TIGA PULUH SEMBILAN : BUNGA YANG DIRANGKAI PADA TAHTA
Ginan dan Anthariksa tengah berbincang ketika Sangga datang. Lelaki itu tampak berantakan. Kemejanya tidak rapi, dan wajahnya mengantuk.
Ia menyapa santai kemudian menjatuhkan diri di sofa ruang tengah rumah Ginan. Menyelonjorkan kaki di sofa panjang itu, menguasainya sendirian.Sementara Sangga memejamkan mata, Ginan dan Anthariksa berpandangan.
"Ngapain lo disini? Katanya besok baru bisa datang?" Ginan bertanya heran. "Lo nggak salah lihat tanggal, kan? Gue kawinnya lusa."

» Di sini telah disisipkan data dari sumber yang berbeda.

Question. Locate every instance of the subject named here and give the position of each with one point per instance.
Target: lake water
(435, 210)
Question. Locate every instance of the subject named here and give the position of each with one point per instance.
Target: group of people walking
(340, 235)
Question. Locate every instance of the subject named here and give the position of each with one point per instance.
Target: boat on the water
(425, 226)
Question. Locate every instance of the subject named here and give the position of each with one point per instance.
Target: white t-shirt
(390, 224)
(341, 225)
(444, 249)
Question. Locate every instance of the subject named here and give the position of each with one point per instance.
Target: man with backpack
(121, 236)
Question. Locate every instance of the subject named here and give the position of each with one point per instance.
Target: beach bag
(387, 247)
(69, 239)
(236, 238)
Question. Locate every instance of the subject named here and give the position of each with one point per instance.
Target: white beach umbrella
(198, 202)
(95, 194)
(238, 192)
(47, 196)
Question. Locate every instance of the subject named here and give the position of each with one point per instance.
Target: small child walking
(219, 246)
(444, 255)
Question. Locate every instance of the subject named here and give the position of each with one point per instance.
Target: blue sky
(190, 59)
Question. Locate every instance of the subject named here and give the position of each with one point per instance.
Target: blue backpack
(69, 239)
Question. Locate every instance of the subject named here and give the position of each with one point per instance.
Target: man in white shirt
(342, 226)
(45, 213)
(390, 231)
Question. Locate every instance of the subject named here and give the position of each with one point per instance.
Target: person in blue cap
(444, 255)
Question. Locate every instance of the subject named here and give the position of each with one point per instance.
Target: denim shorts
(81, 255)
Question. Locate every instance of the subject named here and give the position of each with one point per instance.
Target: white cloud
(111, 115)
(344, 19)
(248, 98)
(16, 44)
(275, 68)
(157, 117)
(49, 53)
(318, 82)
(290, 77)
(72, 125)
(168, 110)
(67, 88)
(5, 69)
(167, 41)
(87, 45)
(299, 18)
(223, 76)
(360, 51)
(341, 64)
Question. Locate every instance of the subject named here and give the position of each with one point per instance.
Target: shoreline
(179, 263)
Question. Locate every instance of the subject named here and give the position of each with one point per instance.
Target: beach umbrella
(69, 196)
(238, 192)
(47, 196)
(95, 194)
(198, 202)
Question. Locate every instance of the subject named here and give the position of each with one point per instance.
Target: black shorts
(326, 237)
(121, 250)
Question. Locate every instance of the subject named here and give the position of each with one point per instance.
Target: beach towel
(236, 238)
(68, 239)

"Gue juga tahu," gumam Sangga seperti orang mengigau. "Tapi, Eyang ngajakin sekarang. Jadi gue harus ikut mau nggak mau."
"Eyang?" Tanya Ginan. "Mana?"
"Di rumah Medhya. Nganterin barang-barang."
"Barang-barang apa?" Antha ikut penasaran.
"Barang-barang orang kawin, barangkali. Mana gue tahu. Gue juga belum pernah kawin." Balas Sangga lagi dengan lelah.
Ginan mengangguk pelan. Ia memanggil bi Nani kemudian. "Biiii,"
Wanita itu, yang sejatinya sedang sibuk membuka hadiah di dapur, langsung datang. "Kenapa, Mas?"
"Ada Sangga." Ginan mengendik. "Minta tolong kasih minum atau apa gitu. Kasihan, kayaknya mau mati dia."
Sangga mendengus kencang. Ia menggersah pelan ketika mencoba bangun. Sendi-sendi tulangnya seperti di lolosi karena lelah. Namun, ia masih menyempatkan diri tersenyum pada Bi Nani. "Saya boleh minta minum, Bi?"
"Boleh dong, Mas. Sebentar, kayaknya Mas Sangga ini lagi nggak enak badan, ya toh? Gimana kalau saya buatkan wedang jahe spesial?"
"Boleh, Bi."
"Nanti saya rebus jahenya di panci saya yang baru, saya tambahkan madu, saya aduk pakai kayu manis, terus --"
"Nggak perlu dijelaskan Bi." Ginan tersenyum geli. "Dia keburu dehidrasi."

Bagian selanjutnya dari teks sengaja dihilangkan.